January 8, 2019
My dearest friends,
How are you? I know it’s been a while…
Those Happy Hour drinks in the city, those spontaneous weekend getaways, those carefree girls’ nights in with endless wine and laughter seem like only yesterday.
I miss those times, and I miss you.
I just want to write to let you know that I cherish our friendship, but I also know how much the dynamics of our relationship have changed since I had a baby.
You were more than supportive during my pregnancy, you threw me a beautiful shower, you gave lovely gifts to my baby, and visited us after I gave birth...
But now, we hardly see each other. I know what you’re thinking: “What gives? Why has a friendship so close suddenly become so distant?”
I know it’s my fault. I know having a baby changes everything. I know I can do better…
I want you to know, I haven’t stopped thinking about you and all the fun times we used to have together. I know you see pictures of me with my new “mom friends” and feel as though you’ve been replaced.
I want you to know no one can replace you or the memories we’ve created together. I want you to know how much you mean to me. But I also need to tell you about my new life.
Yes, I did make new friends with moms who live close by. I need the solidarity, the companionship, and the advice of people who are going through similar experiences.
I’m worried I will start talking about my baby and motherhood too much when you and I are together. I don’t want to bore you, I don’t want to embarrass myself… I want you to know I value both friendships, new and old, and the one I share with you is still very dear to my heart.
That text you sent me last week that’s still gone unanswered? I’m not ignoring you. I’ve been meaning to respond, honestly.

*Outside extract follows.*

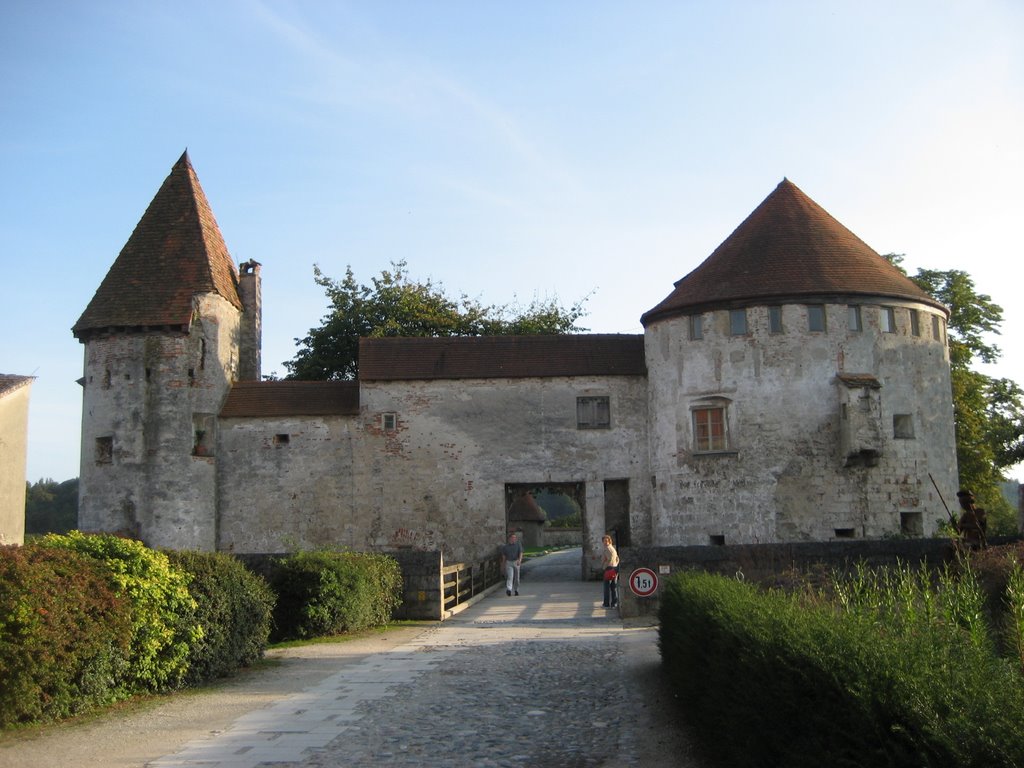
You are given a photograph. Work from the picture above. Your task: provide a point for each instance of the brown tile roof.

My baby made a mess in the kitchen that turned into a day of cleaning, that turned into an exhausted, early bedtime, that turned into another day, another night, another mosaic in the day of the life of a mother.
My excuses wear thin, even I can hear myself sounding like a broken record, but it’s the truth, and I need you to know, my poor communication does not make you less of a priority in my life.
I must apologize for canceling and rescheduling and canceling and rescheduling our plans time and time again. I know this is an inconvenience for you, and I’m sorry to have become the flaky, unreliable friend.
“The baby is sick” and “I’m too exhausted” are the reasons you’ve heard over and over, but these are common occurrences, and I hope you can forgive me for bailing on you again.
I truly appreciate you reaching out and making the plans. Even though my actions say otherwise, even though I don’t deserve it, I would love to continue receiving those invitations.
And on the occasions where I’m able to come out, I know you’ve asked me to bring the baby. I can sense your disappointment when I politely decline and show up alone. But when we spend time together out and about, I want to be baby-free!
I want to listen to you when you talk and not be distracted by my screaming child, or excuse myself from the table, yet again, for a feeding or diaper change. I want to give you my full attention.
I invite you to come over to visit with me and the baby anytime. I know you think that might be imposing, that visitors will be overwhelming, but as long as you give me a little warning to spruce up the house (or at the very least, put on some deodorant), I would truly love to have you over.
The baby can scream without disturbing guests in a public place, the changing pad is nearby, and I can put her down for a nap without hassle. My door is always open to you (and I’ve got a bottle of wine with our names on it!).
I know I haven’t been the best friend to you lately. I take full responsibility, and I’m sorry.
As long as I am a mom, I will fail, I will make excuses. But your friendship means the world to me, and I will keep trying to do better.